Sunday, January 30, 2005

Want light sensitive digital photography? Buy a dSLR.

PhotoReview.com.au - 6-megapixel DSLR or 8-megapixel Digicam – Which Should You Buy?

Megapixels are messing up the digital camera marketplace the same way MHz did consumer computing and ZOOOOMM did consumer camcorders. The problem with consumers is that they're human. Once humans get hooked on a metric (measure) that's all they can handle; humans can only solve single variable optimizations. So single variable metrics drive a consumer market --- at the cost of everything else. Ultimately we end up with something like the "Irish Elk" -- giant antlers, but a lousy Elk.

This article demolishes the megapixel myth (yet again). Most of all, though, it had some very interesting things to say about light sensitivity, and about why light sensitive digital cameras need electromechanical shutters and mechanical diaphragms.

I want to be able to take pictures indoors without a flash. That means the digital equivalent of ISO 400 film and f2.0 optics. Image stabilization would help too.

I figured I'd be able to get that camera next year in a G2 (non-dSLR) form factor. This article has convinced me that's unlikely. I'll have to go for the next generation of the Nikon D70 or the Canon Rebel.

One thing the author omitted is that another advantage of a larger sensor is that it can be manufactured using CMOS-type technology rather than CCD-type technology. My military optics/electrical engineer buddy tells me that at human-tolerable temperatures CMOS sensors are effectively more light sensitive than CCD sensors, but they require more surface area to provide an equivalent resolution. Bigger sensor means bigger camera. Once camera size moves into the range of a dSLR, it's hard for a vendor to justify producing anything else. Emphases mine:
You can fit roughly 16 of the 2/3-inch (11.08 mm diagonal) sensors into the same area as a 35mm film frame – or 2.56 of the Canon sensors. Naturally, in a 2/3-inch type, 8-megapixel sensor, the photodiodes have VERY small surface areas, which means their light-capturing ability will be limited. In dim lighting, this sensor will be struggling to collect photons and the resulting signal will need considerable amplification to produce an image. (And everybody knows that when a signal is amplified, the associated noise is also boosted!)

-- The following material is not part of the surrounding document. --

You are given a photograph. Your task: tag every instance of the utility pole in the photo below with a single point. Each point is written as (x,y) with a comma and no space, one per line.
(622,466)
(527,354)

Because the sensors themselves are much larger, the photodiodes used in DSLRs have greater surface areas that can gather more light, leading to an increase in the sensor’s effective sensitivity without the inevitable noise associated with an increase in gain in the system. The downside is that they cost more to manufacture and take up more space in the camera, which means camera bodies have to be bigger...

...DSLRs use full frame transfer sensors, in which the entire surface area of each photodiode is exposed. This further increases their light capturing facilities but means they must be used with a mechanical shutter that controls each exposure (this also means the inclusion of adjustable aperture diaphragms).